我修改了lat转换器,所以它不会被“03-01-01”输入阻塞。


genfromtxt makes some sort of test run of your converters:

genfromtxt对转换器进行了一些测试:

    # Find the value to test:
    if len(first_line):
        testing_value = first_values[i]
    else:
        testing_value = None
    converters[i].update(conv, locked=True,
                         testing_value=testing_value,
                         default=filling_values[i],
                         missing_values=missing_values[i],)
    uc_update.append((i, conv))

Looks like it is taking the first data line:

看起来好像是第一个数据线:

4/2/2015 2:13:44 PM,DSN001000557867,03-01-01,0010155818,0,0,N33

splitting it on the delimiter, and using the 3rd string, 03-01-01, as the test value. i.e instead of 6, it is using the index of 6 in your usecols parameter. It's having problems matching the usecols, the converters ids, names and maybe the dtype.

将其拆分为分隔符,并使用第三个字符串03-01-01作为测试值。我。e而不是6,它使用的是你的usecols参数中的6。它与usecols、转换器id、名称和dtype匹配有问题。
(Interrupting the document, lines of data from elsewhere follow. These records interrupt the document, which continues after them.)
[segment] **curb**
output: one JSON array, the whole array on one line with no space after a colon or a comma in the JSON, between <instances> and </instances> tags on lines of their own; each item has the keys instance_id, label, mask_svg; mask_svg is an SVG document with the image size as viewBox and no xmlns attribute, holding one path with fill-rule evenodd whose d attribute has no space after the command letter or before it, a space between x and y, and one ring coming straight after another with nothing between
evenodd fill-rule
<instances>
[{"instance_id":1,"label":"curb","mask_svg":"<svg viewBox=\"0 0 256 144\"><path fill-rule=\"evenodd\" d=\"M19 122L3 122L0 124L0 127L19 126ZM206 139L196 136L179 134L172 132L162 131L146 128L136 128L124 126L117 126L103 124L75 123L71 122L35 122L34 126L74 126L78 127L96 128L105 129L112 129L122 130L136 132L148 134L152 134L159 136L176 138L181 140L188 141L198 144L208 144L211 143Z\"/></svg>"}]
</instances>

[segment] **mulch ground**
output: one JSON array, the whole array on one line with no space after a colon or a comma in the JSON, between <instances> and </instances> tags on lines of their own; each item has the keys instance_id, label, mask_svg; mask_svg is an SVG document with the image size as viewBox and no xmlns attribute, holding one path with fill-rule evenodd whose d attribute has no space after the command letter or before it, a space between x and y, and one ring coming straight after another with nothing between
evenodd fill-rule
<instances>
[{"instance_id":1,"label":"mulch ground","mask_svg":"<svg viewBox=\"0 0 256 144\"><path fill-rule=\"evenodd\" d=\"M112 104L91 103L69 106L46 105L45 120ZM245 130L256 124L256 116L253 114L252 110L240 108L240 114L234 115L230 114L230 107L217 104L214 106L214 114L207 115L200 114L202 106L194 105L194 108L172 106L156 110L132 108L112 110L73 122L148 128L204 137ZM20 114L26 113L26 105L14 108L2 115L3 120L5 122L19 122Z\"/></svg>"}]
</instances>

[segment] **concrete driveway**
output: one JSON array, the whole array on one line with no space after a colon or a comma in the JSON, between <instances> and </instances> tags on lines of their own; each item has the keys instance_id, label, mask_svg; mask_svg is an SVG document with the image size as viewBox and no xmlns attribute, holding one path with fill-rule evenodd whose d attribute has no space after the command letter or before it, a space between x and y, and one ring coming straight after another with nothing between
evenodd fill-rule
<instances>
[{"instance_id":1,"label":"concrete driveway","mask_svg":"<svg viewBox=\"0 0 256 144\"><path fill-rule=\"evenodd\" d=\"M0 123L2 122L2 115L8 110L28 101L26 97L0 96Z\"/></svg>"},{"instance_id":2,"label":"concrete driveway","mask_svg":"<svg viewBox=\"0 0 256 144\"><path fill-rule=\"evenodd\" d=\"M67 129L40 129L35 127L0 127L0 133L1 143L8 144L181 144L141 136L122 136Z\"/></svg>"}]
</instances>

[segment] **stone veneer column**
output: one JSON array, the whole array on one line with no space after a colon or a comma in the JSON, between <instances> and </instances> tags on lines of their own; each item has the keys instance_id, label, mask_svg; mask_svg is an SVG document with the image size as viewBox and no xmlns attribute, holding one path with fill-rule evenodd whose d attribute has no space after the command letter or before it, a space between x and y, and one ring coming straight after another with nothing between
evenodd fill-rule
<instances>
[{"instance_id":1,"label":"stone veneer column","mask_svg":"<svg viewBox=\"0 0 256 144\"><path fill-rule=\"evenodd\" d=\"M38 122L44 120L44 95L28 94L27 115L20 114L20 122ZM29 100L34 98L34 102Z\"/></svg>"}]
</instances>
The purpose of this test value is to determine the dtype for the column. This is needed in the dtype=None case. I don't know how it is used if you specify the dtype. Evidently it still runs it.

这个测试值的目的是确定该列的dtype。这在dtype=None中是必需的。如果指定dtype,我不知道它是如何使用的。显然,它还在运行。

In tests where I am not skipping columns, it has no problem matching converters and test values.

在我不跳过列的测试中,它没有匹配转换器和测试值的问题。